"Forget the former things; do not dwell on the past. See I am doing a new thing! Now it springs up; do you not perceive it? I am making a way in the desert and streams in the wasteland."
Isaiah 43: 18-19
This is a passage that I've encountered many times before. It's not uncommon to find it on a greeting card or note of encouragement in Christian circles. Every time I've heard these verses in my past, they were used in the sense of stating the God would eliminate the wastelands and the deserts in our lives. People clung to these verses to claim that the new place God was creating in our lives were places of beauty and abundance.

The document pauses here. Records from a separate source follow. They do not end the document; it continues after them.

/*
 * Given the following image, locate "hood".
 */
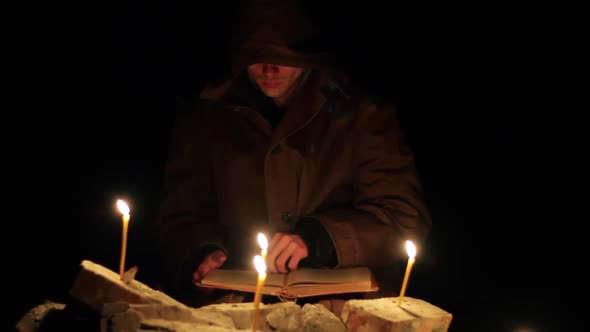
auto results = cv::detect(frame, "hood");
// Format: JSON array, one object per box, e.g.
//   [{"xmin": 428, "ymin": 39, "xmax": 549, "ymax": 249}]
[{"xmin": 201, "ymin": 0, "xmax": 335, "ymax": 100}]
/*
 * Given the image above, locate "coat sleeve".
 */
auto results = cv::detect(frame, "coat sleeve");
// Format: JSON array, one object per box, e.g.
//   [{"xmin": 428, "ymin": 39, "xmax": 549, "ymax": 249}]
[
  {"xmin": 315, "ymin": 101, "xmax": 431, "ymax": 267},
  {"xmin": 154, "ymin": 107, "xmax": 225, "ymax": 288}
]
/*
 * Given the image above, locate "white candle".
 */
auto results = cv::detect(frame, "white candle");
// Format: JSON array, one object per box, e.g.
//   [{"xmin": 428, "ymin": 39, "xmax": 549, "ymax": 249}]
[
  {"xmin": 258, "ymin": 233, "xmax": 268, "ymax": 260},
  {"xmin": 397, "ymin": 240, "xmax": 416, "ymax": 306},
  {"xmin": 117, "ymin": 200, "xmax": 131, "ymax": 280},
  {"xmin": 252, "ymin": 255, "xmax": 266, "ymax": 331}
]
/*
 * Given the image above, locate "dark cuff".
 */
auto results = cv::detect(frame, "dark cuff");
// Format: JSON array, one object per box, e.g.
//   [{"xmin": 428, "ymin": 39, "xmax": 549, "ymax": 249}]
[{"xmin": 294, "ymin": 217, "xmax": 338, "ymax": 268}]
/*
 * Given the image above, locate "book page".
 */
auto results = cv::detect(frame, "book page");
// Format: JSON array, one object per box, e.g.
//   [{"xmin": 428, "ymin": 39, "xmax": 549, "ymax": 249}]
[
  {"xmin": 288, "ymin": 267, "xmax": 372, "ymax": 288},
  {"xmin": 201, "ymin": 269, "xmax": 285, "ymax": 287}
]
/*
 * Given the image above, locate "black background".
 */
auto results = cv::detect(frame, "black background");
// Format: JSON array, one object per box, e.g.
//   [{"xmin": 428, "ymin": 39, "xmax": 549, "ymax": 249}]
[{"xmin": 1, "ymin": 1, "xmax": 588, "ymax": 331}]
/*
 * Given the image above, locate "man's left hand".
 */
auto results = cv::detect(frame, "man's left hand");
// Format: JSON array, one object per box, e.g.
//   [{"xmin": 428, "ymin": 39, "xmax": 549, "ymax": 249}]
[{"xmin": 266, "ymin": 233, "xmax": 309, "ymax": 273}]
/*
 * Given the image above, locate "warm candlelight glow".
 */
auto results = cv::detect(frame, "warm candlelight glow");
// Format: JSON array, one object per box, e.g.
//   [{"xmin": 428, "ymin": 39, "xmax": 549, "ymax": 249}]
[
  {"xmin": 406, "ymin": 240, "xmax": 416, "ymax": 258},
  {"xmin": 117, "ymin": 200, "xmax": 129, "ymax": 215},
  {"xmin": 254, "ymin": 255, "xmax": 266, "ymax": 274},
  {"xmin": 258, "ymin": 233, "xmax": 268, "ymax": 259},
  {"xmin": 252, "ymin": 255, "xmax": 266, "ymax": 331},
  {"xmin": 117, "ymin": 199, "xmax": 130, "ymax": 280},
  {"xmin": 397, "ymin": 240, "xmax": 416, "ymax": 306}
]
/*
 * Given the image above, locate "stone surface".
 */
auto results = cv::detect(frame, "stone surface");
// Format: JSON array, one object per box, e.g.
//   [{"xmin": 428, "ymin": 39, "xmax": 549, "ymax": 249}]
[
  {"xmin": 16, "ymin": 302, "xmax": 65, "ymax": 332},
  {"xmin": 70, "ymin": 260, "xmax": 186, "ymax": 312},
  {"xmin": 16, "ymin": 261, "xmax": 452, "ymax": 332},
  {"xmin": 342, "ymin": 297, "xmax": 452, "ymax": 332},
  {"xmin": 301, "ymin": 303, "xmax": 346, "ymax": 332}
]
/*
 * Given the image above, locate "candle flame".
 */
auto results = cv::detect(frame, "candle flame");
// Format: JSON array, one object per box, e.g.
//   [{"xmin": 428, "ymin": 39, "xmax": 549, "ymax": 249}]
[
  {"xmin": 406, "ymin": 240, "xmax": 416, "ymax": 258},
  {"xmin": 117, "ymin": 200, "xmax": 129, "ymax": 216},
  {"xmin": 258, "ymin": 233, "xmax": 268, "ymax": 250},
  {"xmin": 254, "ymin": 255, "xmax": 266, "ymax": 274}
]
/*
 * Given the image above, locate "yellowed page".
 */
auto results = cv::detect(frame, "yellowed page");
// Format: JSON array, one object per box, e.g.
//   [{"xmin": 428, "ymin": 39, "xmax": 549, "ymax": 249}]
[
  {"xmin": 201, "ymin": 269, "xmax": 285, "ymax": 288},
  {"xmin": 288, "ymin": 267, "xmax": 372, "ymax": 289}
]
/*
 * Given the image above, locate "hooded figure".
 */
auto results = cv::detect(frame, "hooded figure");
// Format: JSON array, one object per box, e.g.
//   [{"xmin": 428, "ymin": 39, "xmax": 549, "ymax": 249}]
[{"xmin": 155, "ymin": 1, "xmax": 431, "ymax": 306}]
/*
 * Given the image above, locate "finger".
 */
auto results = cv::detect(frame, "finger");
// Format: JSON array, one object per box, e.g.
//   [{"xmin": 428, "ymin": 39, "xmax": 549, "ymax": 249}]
[
  {"xmin": 287, "ymin": 248, "xmax": 307, "ymax": 271},
  {"xmin": 275, "ymin": 241, "xmax": 298, "ymax": 273},
  {"xmin": 268, "ymin": 232, "xmax": 285, "ymax": 250},
  {"xmin": 193, "ymin": 269, "xmax": 202, "ymax": 282},
  {"xmin": 266, "ymin": 233, "xmax": 288, "ymax": 273}
]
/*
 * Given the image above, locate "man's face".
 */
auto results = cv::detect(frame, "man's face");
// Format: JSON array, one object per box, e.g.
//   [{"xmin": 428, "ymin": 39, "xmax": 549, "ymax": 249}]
[{"xmin": 248, "ymin": 63, "xmax": 303, "ymax": 105}]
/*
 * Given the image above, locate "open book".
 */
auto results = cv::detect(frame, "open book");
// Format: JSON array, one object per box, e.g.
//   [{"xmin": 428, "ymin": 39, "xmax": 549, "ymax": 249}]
[{"xmin": 197, "ymin": 267, "xmax": 379, "ymax": 298}]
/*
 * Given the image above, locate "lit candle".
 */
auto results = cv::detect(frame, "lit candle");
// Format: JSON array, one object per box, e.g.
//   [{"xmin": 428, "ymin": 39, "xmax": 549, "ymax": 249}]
[
  {"xmin": 397, "ymin": 240, "xmax": 416, "ymax": 306},
  {"xmin": 258, "ymin": 233, "xmax": 268, "ymax": 260},
  {"xmin": 252, "ymin": 255, "xmax": 266, "ymax": 331},
  {"xmin": 117, "ymin": 200, "xmax": 130, "ymax": 280}
]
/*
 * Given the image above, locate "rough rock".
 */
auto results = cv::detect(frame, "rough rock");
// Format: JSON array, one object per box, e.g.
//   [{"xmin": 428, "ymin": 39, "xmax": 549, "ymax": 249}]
[
  {"xmin": 342, "ymin": 297, "xmax": 452, "ymax": 332},
  {"xmin": 70, "ymin": 260, "xmax": 186, "ymax": 312}
]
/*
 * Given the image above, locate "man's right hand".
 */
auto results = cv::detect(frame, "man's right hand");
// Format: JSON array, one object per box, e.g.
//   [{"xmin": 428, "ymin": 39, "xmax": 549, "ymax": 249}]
[{"xmin": 193, "ymin": 249, "xmax": 227, "ymax": 288}]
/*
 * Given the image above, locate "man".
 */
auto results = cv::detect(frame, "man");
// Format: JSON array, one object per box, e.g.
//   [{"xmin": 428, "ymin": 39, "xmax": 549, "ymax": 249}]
[{"xmin": 156, "ymin": 1, "xmax": 431, "ymax": 306}]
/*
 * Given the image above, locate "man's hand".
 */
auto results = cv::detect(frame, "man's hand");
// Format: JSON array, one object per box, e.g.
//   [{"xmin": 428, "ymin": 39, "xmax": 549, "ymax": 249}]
[
  {"xmin": 266, "ymin": 233, "xmax": 309, "ymax": 273},
  {"xmin": 193, "ymin": 250, "xmax": 227, "ymax": 290}
]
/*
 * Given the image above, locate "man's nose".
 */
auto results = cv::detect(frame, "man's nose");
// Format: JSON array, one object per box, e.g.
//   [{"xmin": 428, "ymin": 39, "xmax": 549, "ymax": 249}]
[{"xmin": 262, "ymin": 63, "xmax": 279, "ymax": 75}]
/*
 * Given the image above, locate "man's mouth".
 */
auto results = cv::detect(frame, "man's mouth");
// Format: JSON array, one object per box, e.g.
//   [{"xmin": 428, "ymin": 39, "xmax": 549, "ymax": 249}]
[{"xmin": 262, "ymin": 81, "xmax": 281, "ymax": 88}]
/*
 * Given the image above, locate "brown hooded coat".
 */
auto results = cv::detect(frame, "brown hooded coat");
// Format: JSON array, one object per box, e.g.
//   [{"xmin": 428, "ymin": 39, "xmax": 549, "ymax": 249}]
[{"xmin": 156, "ymin": 1, "xmax": 431, "ymax": 306}]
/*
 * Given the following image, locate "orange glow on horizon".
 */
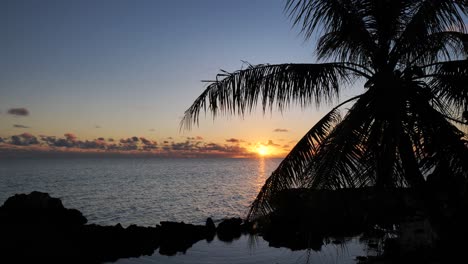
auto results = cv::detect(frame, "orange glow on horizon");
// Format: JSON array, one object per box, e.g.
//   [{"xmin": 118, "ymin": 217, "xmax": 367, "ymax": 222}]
[{"xmin": 257, "ymin": 146, "xmax": 270, "ymax": 156}]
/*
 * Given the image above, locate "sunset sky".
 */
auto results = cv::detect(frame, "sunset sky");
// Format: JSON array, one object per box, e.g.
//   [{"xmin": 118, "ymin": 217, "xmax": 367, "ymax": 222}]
[{"xmin": 0, "ymin": 0, "xmax": 360, "ymax": 156}]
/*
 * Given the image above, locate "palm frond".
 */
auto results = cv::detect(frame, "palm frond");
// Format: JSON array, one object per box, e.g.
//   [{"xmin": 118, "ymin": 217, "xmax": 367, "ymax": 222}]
[
  {"xmin": 247, "ymin": 96, "xmax": 359, "ymax": 220},
  {"xmin": 307, "ymin": 92, "xmax": 375, "ymax": 189},
  {"xmin": 426, "ymin": 60, "xmax": 468, "ymax": 117},
  {"xmin": 286, "ymin": 0, "xmax": 376, "ymax": 65},
  {"xmin": 408, "ymin": 95, "xmax": 468, "ymax": 190},
  {"xmin": 390, "ymin": 0, "xmax": 466, "ymax": 64},
  {"xmin": 401, "ymin": 31, "xmax": 468, "ymax": 65},
  {"xmin": 181, "ymin": 63, "xmax": 358, "ymax": 129}
]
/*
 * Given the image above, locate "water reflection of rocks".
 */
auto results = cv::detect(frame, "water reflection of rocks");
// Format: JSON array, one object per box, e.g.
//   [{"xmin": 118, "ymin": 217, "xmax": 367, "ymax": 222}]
[{"xmin": 0, "ymin": 189, "xmax": 466, "ymax": 263}]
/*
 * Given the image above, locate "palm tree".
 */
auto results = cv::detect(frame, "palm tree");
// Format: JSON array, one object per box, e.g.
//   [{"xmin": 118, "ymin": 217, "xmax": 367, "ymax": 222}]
[{"xmin": 181, "ymin": 0, "xmax": 468, "ymax": 219}]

So what does that mean for those of us who live with chronic pain? How are we to envision our lives as places of beauty and abundance - places devoid of deserts? The way people used these verses became problematic for me after my injuries. They were basically claiming that I needed to move on and find my place of abundance. How can this seem true when much of my experience feels like a desert?
These are the types of claims I sought to avoid in my recovery process. So it seems fitting to confront them in my project of unreading. Once I read these words unattached from the voices of my past I discovered a new dimension. Nowhere in this text does it claim that the deserts and wastelands will be eliminated and turned into places of lush abundance. The wasteland remains, but it will contain a place of a refuge and sustenance. There will be a place where you can be refreshed. Indeed, this is the context given if you only read the next verse in the passage.
"The wild animals honor me, the jackals and the owls, because I provide water in the desert and streams in the wasteland, to give drink to my people, my chosen,"
Isaiah 43: 20
These are the things I wish more people heard from churches and Christians in general. Rather than creating situations where people betray their own emotions and put on a happy face because they feel like there isn't room to explore their personal places of grief and desolation, that they are instead assured that in the midst of their pain and emptiness, there will be places of refuge and renewal. For those in the midst of struggles, the latter is an oasis, while the former is a mirage.